この協議の前に魔族2個師団がすでに壊滅していることを知っていれば、協議などをせずに残った右側面の魔族師団に反転追撃を敢行できたわ。


結局、この協議では魔族3個師団のうち、左側面の魔族を3個師団で一斉に攻撃することに決まったの。


しかし、いくら探索隊を放っても左と正面、そして右の魔族師団を発見することができなかったとのことよ。

つまり、魔族2個師団シュウたちが壊滅させ、もう1個の魔族師団は撤退したということね。


シュウたちの戦闘報告が即座に行われたら、右側面の魔族師団への集中的な探索がなされて何とか戦闘に持ち込めたかもしれないの。


でも、実際はすでに壊滅した敵の探索を優先させ、多くの時間と人員を割いてしまったということなの。


魔族3個師団を壊滅させた功績は素晴らしいわ。

どんなにシュウたちに批判的な人であれ、称賛を惜しまないでしょう。


それでもシュウたちは昨日の午後にやれることをすべてやったと言い切ることができますか。

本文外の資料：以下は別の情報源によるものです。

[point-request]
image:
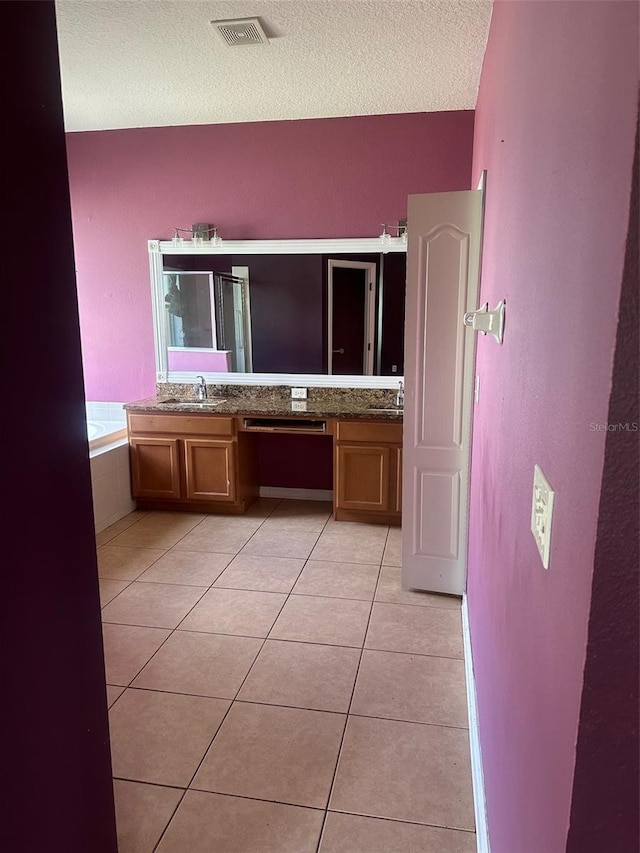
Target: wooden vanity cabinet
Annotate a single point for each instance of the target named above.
(191, 462)
(368, 471)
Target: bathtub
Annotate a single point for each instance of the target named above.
(101, 433)
(109, 460)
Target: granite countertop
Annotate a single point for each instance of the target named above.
(338, 407)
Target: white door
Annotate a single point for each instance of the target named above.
(442, 284)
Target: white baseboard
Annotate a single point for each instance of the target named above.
(477, 776)
(296, 494)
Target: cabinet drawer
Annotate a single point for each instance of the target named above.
(182, 424)
(367, 431)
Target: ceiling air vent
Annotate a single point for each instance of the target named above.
(241, 31)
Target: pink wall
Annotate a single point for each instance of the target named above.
(555, 129)
(313, 178)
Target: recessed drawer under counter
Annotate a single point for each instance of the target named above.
(389, 433)
(205, 424)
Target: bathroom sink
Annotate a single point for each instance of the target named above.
(184, 401)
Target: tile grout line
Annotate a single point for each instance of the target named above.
(287, 597)
(231, 703)
(218, 727)
(353, 690)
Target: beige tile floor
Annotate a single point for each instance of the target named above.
(273, 689)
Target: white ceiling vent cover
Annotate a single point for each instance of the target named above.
(241, 31)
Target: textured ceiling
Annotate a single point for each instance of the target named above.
(149, 63)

魔族との戦争は一人一人がその時々にできることを精一杯やりきらないと勝利が見えてこないと思うわ。

昨日、自分たちが精一杯やり切ったかをもう一度考えてほしいの。


そして、そうでなければ、せっかく生き残ったんだから、次の機会にはすべてを出し切ってもらえないかしら。」


「改めて、すいません。

中隊長の話を聞くまでは、このぐらいやったからもういいやという自分がいました。


師匠たちからは生き残るためにあらゆることをしなさいと言われていたのに。


師匠たちの言葉を蔑ろにしてしまいました。

反省してます。」


「私もです。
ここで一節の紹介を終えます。